After five years of navigating the somewhat turbulent waters of Pacific rugby, Pacific Rugby Players (PRP) chief executive Aayden Clarke has stepped down from his role following the announcement two Pasifika teams will join the 2022 Super Rugby competition, something he and the PRP team worked tirelessly to achieve. Aayden’s resignation comes at a poignant time for PRP, an organisation, he believes will continue to go from strength to strength…
Making a positive impact – whether it is on or off the field – is important for former Hawkes Bay Magpies player and outgoing Pacific Rugby Players (PRP) chief executive Aayden Clarke.
Of Ngāti Kahungunu descent, with roots in Wairoa, Aayden found himself working at PRP five years ago, an organisation which represents the collective welfare of current and emerging professional Pacific island rugby players across the world.
Established in 2013, PRP has undergone some huge shifts while Aayden has been at the helm, always trying to lead with a positive and solution-focused attitude.
When he first started, he was presented a handover document, with just six bullet points on it, he shares.
“We have come a long way since then, we have staff all over the world, we are recognised as a fully capable and respected organisation and we are at a level where we are about to start our first collective bargaining process,” he adds.
“The organisation has shifted from being seen as a players’ union to having a strategic role in Pacific island rugby and contributing to the big table and helping to shape the future of Super Rugby.”
It has been a hugely productive period for Aayden and the PRP team, who have persisted behind the scenes, working on some major developments for Pacific rugby and the game in general.
Playing a role in securing support from World Rugby and New Zealand Rugby for two Pasifika teams – Fijian Drua and Moana Pasifika – to join a revamped Super Rugby competition from next year is obviously a major milestone for PRP, Aayden says.
However, there have been many smaller successes along the way, which benefit players and Pacific rugby in the long term.
“While the Pasifika Super Rugby teams are a highlight, so is seeing the Pacific sevens teams winning big matches, and watching the likes of Manu Samoa, Ikale Tahi and the Flying Fijians take on top level teams and sticking it to them – such as when Fiji beat France 21-14, in Paris in 2018.

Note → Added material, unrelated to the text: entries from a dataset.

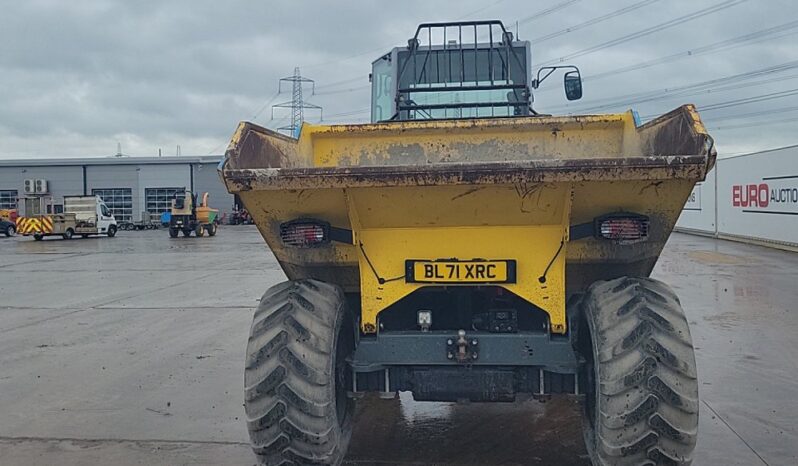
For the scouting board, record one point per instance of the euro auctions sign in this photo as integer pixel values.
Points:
(776, 195)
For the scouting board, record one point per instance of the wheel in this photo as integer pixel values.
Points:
(296, 376)
(642, 392)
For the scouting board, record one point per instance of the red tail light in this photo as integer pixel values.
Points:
(304, 234)
(624, 229)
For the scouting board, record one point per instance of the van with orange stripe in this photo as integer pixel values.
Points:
(82, 215)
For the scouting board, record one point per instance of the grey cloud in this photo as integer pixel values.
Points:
(79, 76)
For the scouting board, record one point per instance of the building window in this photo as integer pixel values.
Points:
(159, 200)
(8, 199)
(119, 200)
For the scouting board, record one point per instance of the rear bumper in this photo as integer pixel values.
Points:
(505, 365)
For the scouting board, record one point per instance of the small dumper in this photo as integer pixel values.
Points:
(464, 247)
(188, 217)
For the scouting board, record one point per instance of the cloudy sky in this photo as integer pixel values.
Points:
(76, 78)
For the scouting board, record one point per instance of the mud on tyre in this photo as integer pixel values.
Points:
(295, 379)
(642, 394)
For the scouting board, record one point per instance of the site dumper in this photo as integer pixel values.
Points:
(468, 248)
(188, 217)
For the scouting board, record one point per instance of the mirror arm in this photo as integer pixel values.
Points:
(549, 70)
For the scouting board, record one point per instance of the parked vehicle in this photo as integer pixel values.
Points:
(188, 217)
(8, 228)
(148, 222)
(464, 247)
(83, 215)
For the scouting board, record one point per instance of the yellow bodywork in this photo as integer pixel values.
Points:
(486, 189)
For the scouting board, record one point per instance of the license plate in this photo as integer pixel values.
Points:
(457, 271)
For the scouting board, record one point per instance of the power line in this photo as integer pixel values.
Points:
(650, 30)
(297, 103)
(750, 125)
(756, 36)
(546, 12)
(593, 21)
(753, 99)
(648, 96)
(736, 116)
(265, 104)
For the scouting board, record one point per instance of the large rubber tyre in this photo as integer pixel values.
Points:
(296, 376)
(644, 408)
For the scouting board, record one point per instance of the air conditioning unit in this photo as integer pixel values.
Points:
(41, 187)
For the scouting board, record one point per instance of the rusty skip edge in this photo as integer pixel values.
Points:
(693, 167)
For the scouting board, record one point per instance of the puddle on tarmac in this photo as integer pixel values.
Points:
(403, 431)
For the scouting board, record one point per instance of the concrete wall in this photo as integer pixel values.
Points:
(757, 199)
(206, 179)
(64, 180)
(138, 175)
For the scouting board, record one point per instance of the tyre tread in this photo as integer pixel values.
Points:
(648, 391)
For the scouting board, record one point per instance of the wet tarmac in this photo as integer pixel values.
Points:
(129, 351)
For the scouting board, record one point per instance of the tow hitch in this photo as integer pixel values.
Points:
(462, 349)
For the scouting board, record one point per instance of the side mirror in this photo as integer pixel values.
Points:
(573, 85)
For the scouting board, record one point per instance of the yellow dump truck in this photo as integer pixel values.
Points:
(189, 217)
(464, 247)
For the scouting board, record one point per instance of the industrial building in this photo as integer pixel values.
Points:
(128, 185)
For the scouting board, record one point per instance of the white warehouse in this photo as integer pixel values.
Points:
(128, 185)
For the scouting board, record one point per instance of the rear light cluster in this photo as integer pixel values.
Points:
(623, 229)
(304, 234)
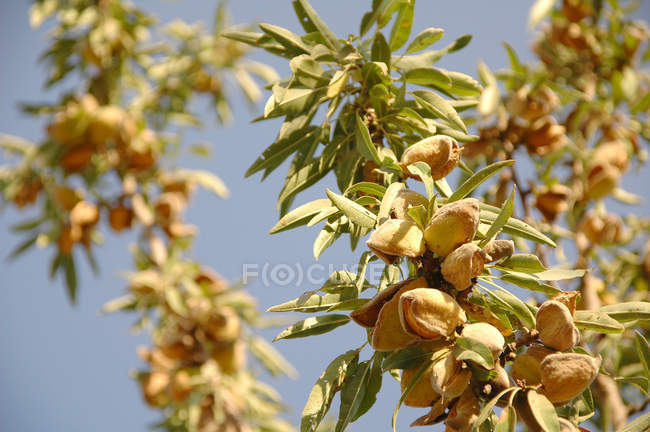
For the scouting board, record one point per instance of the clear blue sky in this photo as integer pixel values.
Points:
(64, 368)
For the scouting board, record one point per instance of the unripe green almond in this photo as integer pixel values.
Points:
(487, 334)
(435, 151)
(464, 264)
(395, 238)
(464, 413)
(430, 313)
(566, 375)
(389, 333)
(449, 378)
(527, 366)
(366, 315)
(406, 199)
(555, 326)
(422, 394)
(453, 225)
(498, 249)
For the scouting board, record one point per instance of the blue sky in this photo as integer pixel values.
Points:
(66, 368)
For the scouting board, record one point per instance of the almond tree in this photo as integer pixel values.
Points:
(445, 318)
(109, 152)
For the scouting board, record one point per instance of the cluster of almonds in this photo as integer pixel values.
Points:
(84, 129)
(431, 311)
(195, 353)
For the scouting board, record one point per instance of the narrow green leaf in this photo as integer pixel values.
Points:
(507, 421)
(428, 77)
(474, 351)
(270, 358)
(543, 411)
(640, 424)
(364, 143)
(380, 50)
(501, 219)
(554, 274)
(596, 321)
(387, 201)
(401, 31)
(409, 388)
(422, 170)
(528, 281)
(527, 263)
(300, 215)
(322, 394)
(325, 238)
(628, 311)
(311, 303)
(285, 37)
(425, 38)
(487, 408)
(357, 214)
(643, 349)
(367, 188)
(439, 107)
(313, 326)
(352, 393)
(477, 179)
(70, 278)
(514, 227)
(515, 305)
(330, 38)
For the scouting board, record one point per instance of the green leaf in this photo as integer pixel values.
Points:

“Knowing what happens behind the scenes and the lack of the resources these nations contend with, and then seeing them perform well is really satisfying – as is supporting the players and making sure everything is in place so they can play.”

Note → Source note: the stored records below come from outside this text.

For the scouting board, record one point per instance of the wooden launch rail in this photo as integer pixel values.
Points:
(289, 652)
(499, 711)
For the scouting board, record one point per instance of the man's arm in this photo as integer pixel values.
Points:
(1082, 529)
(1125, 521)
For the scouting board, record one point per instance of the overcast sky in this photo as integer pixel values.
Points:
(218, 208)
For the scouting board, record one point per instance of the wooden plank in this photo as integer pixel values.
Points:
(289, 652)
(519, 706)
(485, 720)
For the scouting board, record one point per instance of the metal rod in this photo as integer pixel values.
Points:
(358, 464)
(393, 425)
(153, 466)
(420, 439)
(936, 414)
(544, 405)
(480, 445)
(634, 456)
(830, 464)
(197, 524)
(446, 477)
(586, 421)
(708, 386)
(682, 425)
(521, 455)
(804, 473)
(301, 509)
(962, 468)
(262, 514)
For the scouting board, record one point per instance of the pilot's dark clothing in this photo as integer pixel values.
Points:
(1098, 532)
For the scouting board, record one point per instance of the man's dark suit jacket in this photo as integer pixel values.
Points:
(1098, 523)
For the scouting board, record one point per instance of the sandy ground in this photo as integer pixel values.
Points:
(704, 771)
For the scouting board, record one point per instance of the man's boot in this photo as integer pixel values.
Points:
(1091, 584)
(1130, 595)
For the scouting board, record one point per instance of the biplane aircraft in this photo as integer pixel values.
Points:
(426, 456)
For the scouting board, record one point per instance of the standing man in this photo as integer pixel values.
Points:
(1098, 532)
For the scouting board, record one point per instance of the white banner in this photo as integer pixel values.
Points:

While at PRP, Aayden, Hale and the team have been instrumental in creating positive change in Pacific rugby governance, such as convincing Tonga Rugby Union (TRU) to sign a Memorandum of Understanding (MoU) with PRP, outlining how the players’ association can assist TRU and its players based offshore, and how TRU can assist PRP to achieve its aims in the region.
Working collaboratively, PRP has helped to implement and improve personal development programmes throughout the world, as well as secure support from New Zealand’s Ministry of Foreign Affairs and Trade (MFAT) to enhance the women’s programme in Fiji.

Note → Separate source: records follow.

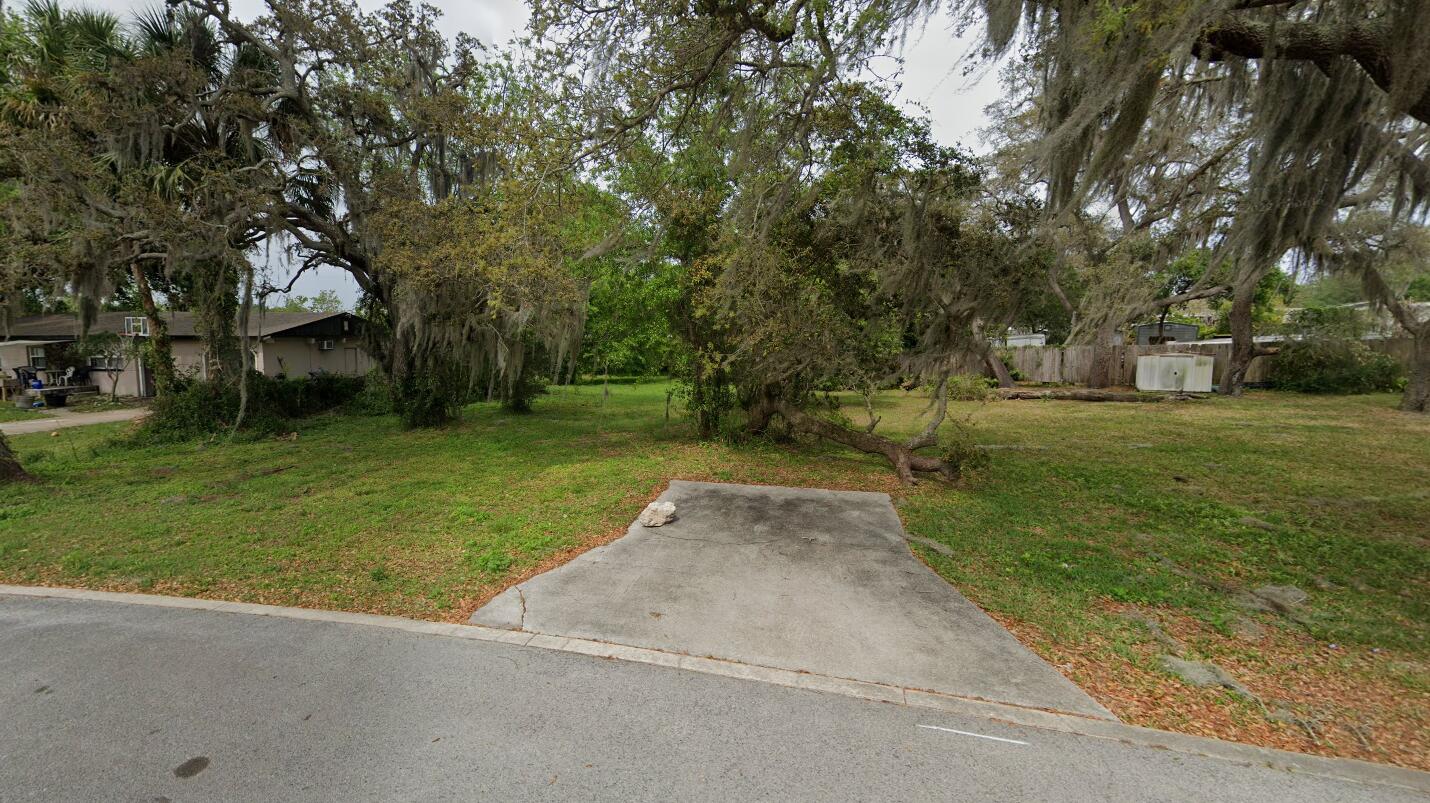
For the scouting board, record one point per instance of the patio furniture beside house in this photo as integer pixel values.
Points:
(59, 377)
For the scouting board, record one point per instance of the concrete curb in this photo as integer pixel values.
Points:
(1342, 769)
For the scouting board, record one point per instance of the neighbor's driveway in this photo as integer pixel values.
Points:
(797, 579)
(62, 417)
(106, 700)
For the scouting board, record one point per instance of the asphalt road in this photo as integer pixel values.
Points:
(117, 702)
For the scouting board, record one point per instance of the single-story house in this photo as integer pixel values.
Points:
(292, 345)
(1154, 333)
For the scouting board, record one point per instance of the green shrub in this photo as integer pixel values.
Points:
(198, 409)
(1324, 365)
(961, 452)
(375, 397)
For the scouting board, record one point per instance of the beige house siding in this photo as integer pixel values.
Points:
(296, 357)
(13, 357)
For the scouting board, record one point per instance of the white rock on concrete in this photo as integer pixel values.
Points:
(657, 513)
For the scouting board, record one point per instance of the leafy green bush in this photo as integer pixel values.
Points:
(961, 452)
(375, 397)
(1326, 355)
(198, 409)
(1334, 366)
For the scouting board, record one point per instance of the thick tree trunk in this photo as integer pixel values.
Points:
(1243, 342)
(216, 306)
(898, 455)
(998, 369)
(1417, 390)
(10, 470)
(1104, 370)
(160, 352)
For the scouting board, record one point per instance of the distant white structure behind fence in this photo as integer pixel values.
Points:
(1073, 365)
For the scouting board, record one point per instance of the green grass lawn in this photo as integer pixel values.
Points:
(10, 413)
(1088, 512)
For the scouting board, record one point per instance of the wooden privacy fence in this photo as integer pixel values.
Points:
(1073, 365)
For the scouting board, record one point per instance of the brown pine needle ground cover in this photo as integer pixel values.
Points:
(1093, 520)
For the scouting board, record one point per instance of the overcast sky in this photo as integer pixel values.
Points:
(931, 79)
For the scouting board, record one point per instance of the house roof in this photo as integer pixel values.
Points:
(180, 325)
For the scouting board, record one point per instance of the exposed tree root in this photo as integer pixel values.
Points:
(10, 470)
(900, 455)
(1093, 395)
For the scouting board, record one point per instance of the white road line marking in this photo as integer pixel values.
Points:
(978, 735)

When asked what he will take away from the organisation to help him going forward, Aayden says diplomacy, and the power of maintaining good working relationships.
So much of what he has achieved at PRP can be put down to effective relationships, including the relationship he has with PRP’s founding members Hale, Mapusua Seilala Mapusua, and Deacon Manu.
“I have such huge gratitude towards these guys…you know, sometimes people asked why a Māori boy was leading a Pacific island organisation – not often but it did come up occasionally.
“I always saw it as a positive – I could approach the unions from a neutral perspective, which worked for me…but whenever I needed advice or guidance, particularly around Pacific cultural values, Hale, Seilala and Deacon were there to offer it.
“I am very grateful.”
So, the million-dollar question is what is next for the 39-year-old?
For now, Aayden says he will be taking a much-need break and work on some of his own projects before deciding about his future.
“One thing I do know is that whatever I do next, I want to pour my efforts and energy into meaningful work which makes a difference and has an impact.”
Meanwhile, Hale says knowing Aayden is just a phone call away, particularly during this time of transition, is reassuring.
“We are really blessed and appreciative to have Aayden close by in the next couple of weeks with so much going on in the Super Rugby space, an MoU with Fiji and going through the collective bargaining process,” he says.
“On behalf of myself, the PRP board and staff, and the Pacific island rugby community we would like to thank Aayden for everything he has done for the game and PRP, and we wish him well for the future.”